One night, Hsiao-kang goes out for a walk and meets Ah-jung selling dresses on the street. May Lin walks past but does not notice them. Soon, Ah-jung joins her at a food stand and the two return to the apartment and sleep together in the same room as they did the first time. Unbeknownst to them, Hsiao-kang is hiding under the bed the entire time, masturbating himself as the bed creaks above him.

The next morning, May Lin gets dressed and leaves. Hsiao-kang lies next to the sleeping Ah-jung and kisses him before slowly pulling away. Lin goes to her car but cannot start it, so instead she walks on a path in the unfinished Daan Forest Park. She then sits down on a bench and starts to cry uncontrollably.

== Cast ==

- Yang Kuei-mei (楊貴媚) as May Lin – a real estate agent and a heavy smoker, who uses the empty apartment for sexual affairs. She brings Ah-hung to one of the properties she has been trying to sell and has sex with him.
- Lee Kang-sheng (李康生) as Hsiao-kang – a salesman for commercial ossuaries (納骨塔), who discovers an apartment key and secretly moves into the apartment.
- Chen Chao-jung (陳昭榮) as Ah-jung – a street vendor, who steals the key to the apartment May Lin brings him to and later moves into the apartment. Sharing the absurd life situations together, he forms a friendship with Hsiao-kang after having a quarrel with him at the apartment where they both secretly live in.
- Lu Yi-ching (陸弈靜) as a coffee shop owner (uncredited)

== Reception ==

Vive l'amour won the Golden Lion award at the 51st Venice International Film Festival. It also won three Golden Horse Awards, for Best Picture, Best Director, and Best Sound Effects, Tsai Ming-liang won Best Director among Edward Yang for A Confucian Confusion, Wong Kar-wai for Chungking Express, and Stanley Kwan for Red Rose White Rose. He received the award from Ang Lee and Tsui Hark. In his speech, Tsai humorously noted that the Golden Horse Awards has the highest number of jury members and is arguably the most difficult award to win.

On AllMovie, reviewer Jonathan Crow praised the film, writing that "[director Tsai Ming-liang] presents Taipei as a soulless, ultra-modern labyrinth where individuals cannot communicate other than in one-night stands or business transactions. The film's style is masterful in both economy and emotional power. With very long takes, little narrative tension, and almost no dialogue, the style reinforces the cold, alienating world in which the characters live."

 In the 2012 Sight & Sound polls it received two critics' votes and three directors' votes.

In a recent review following Vive l'amour's 2K restoration, Film Inquiry critic Lee Jutton praised, "Very few filmmakers portrays the hunger for human connection with as much humor and pathos as Tsai Ming-liang." She concluded her review with the note that, "Even when they are placed in the most absurd situations, Tsai Ming-liang's characters convey feelings so incredibly universal that it’s impossible to not relate to them.
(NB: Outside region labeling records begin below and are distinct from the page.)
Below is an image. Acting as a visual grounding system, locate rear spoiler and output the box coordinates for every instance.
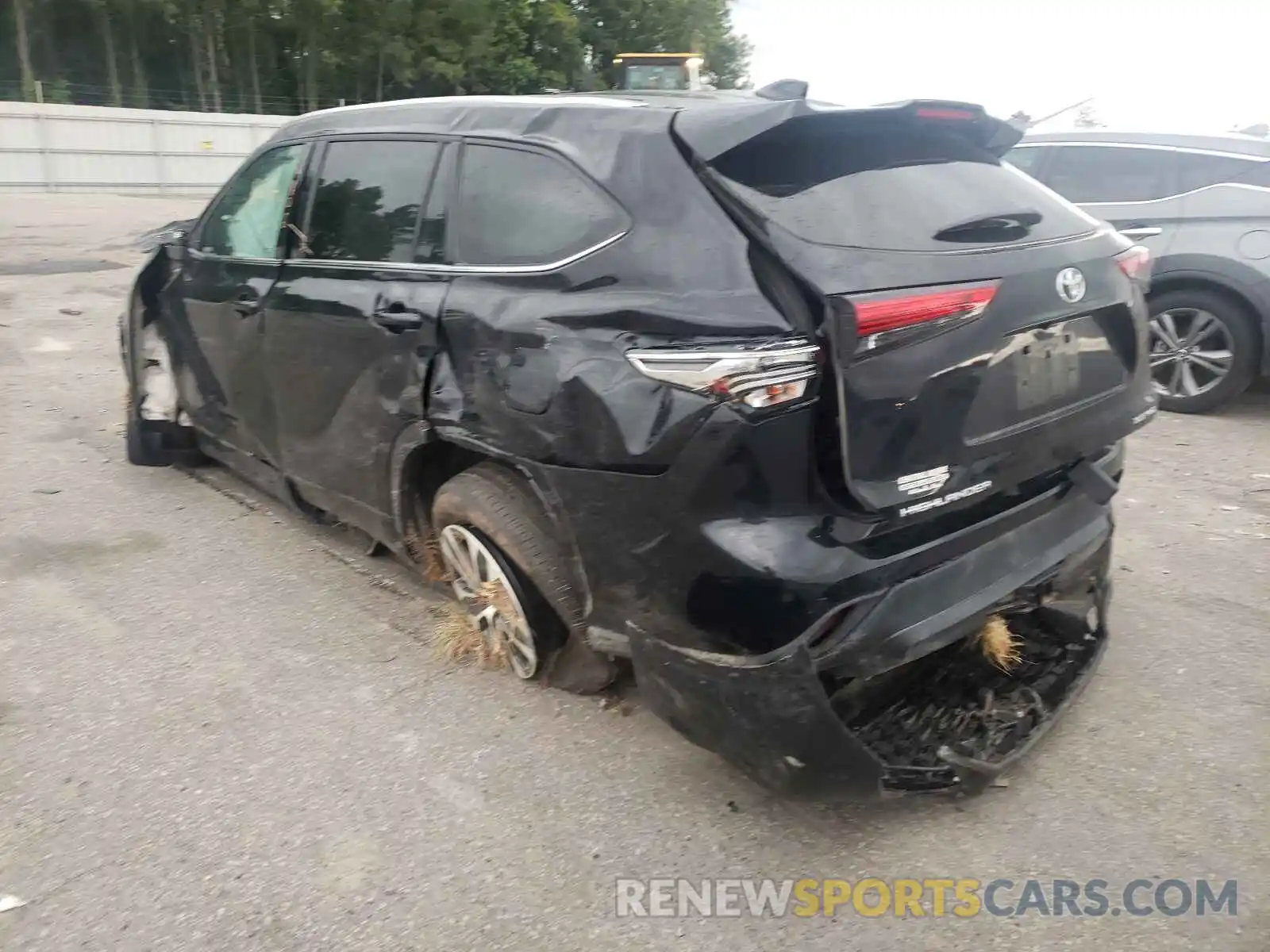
[675,97,1022,163]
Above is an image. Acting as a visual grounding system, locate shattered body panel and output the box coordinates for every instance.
[123,94,1153,793]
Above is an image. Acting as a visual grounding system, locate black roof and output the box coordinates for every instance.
[271,91,756,180]
[271,94,1018,182]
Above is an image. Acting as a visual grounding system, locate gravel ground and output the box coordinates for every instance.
[0,195,1270,952]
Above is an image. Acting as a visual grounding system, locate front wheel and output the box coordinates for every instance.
[1151,288,1260,414]
[119,324,203,466]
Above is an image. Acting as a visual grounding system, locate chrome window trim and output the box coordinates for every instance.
[1007,140,1270,207]
[281,228,630,274]
[1007,138,1270,163]
[187,248,284,265]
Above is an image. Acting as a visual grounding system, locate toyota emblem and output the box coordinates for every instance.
[1054,268,1084,305]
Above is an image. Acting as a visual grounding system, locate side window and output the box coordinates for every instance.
[195,146,306,259]
[1181,152,1270,192]
[1045,146,1183,202]
[309,140,441,262]
[451,144,626,265]
[1006,146,1049,178]
[414,144,459,264]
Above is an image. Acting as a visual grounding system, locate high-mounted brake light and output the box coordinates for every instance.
[913,106,979,122]
[1115,245,1151,284]
[626,340,821,408]
[849,281,999,351]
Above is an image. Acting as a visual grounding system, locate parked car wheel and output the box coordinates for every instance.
[1151,290,1260,414]
[432,463,582,681]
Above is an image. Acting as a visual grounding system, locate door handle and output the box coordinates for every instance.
[371,307,423,334]
[230,294,260,317]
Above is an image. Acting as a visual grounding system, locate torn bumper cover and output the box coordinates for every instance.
[631,492,1113,796]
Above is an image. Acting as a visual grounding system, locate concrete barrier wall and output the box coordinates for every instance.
[0,102,291,195]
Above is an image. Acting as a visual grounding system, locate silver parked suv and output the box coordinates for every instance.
[1001,131,1270,413]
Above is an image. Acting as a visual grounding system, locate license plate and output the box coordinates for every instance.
[1014,324,1081,410]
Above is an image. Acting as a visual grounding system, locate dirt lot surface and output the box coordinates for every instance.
[0,195,1270,952]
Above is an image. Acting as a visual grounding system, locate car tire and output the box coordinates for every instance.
[432,463,618,694]
[1148,288,1261,414]
[119,321,206,466]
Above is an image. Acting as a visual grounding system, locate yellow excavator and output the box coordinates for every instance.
[614,53,709,93]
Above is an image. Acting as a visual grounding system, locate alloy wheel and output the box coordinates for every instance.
[441,524,538,681]
[1151,307,1234,400]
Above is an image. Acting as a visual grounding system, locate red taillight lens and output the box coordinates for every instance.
[851,281,999,347]
[1115,245,1151,283]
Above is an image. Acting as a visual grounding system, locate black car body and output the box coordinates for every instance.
[122,93,1156,793]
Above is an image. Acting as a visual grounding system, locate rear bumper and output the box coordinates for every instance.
[630,493,1113,796]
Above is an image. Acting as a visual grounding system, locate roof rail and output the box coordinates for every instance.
[754,80,808,102]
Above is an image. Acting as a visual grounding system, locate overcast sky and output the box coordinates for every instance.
[733,0,1270,131]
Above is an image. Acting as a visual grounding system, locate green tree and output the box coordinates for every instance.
[574,0,751,89]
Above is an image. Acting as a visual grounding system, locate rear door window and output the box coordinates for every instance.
[451,144,627,267]
[1045,146,1183,203]
[713,122,1097,251]
[307,140,441,262]
[1006,146,1049,179]
[1179,152,1266,192]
Vive L'Amour is one of the best and brightest examples of this; it's never looked better to feel so alone."

Also following Vive l'amour's 2K restoration, Washington Square News Arts Editor Nicolas Pedrero-Setzer described Vive l'amour as "not a mere three-fold character study, but a blown-up portrait of a soul draped in sorrow that Ming-liang generously decided to make into a movie."

A German magazine was not that positive:

"Vive l'Amour - Es lebe die Liebe"

== Legacy ==
On New Year's Eve in 2023—as inspired by a viral Facebook post—a flash mob gathered at Daan Forest Park at midnight to re-enact the closing scene of Vive l'amour. The gathering was seen as being symbolic of the emotions felt by revellers on New Year's Eve (who were seen dancing, crying, and socializing with others); an attendee told CNN that the event was reflective of the belief that "there isn't a uniform way of living and expressing emotions". The following year, the Taiwan Film and Audiovisual Institute organised the gathering as a formal event to mark the 30th anniversary of Vive l'amour and the park's opening; the event featured a screening of the film before midnight, and special guest appearances by Tsai Ming-liang, Yang Kuei-mei and Lee Kang-sheng. The event was attended by around 2,500 people.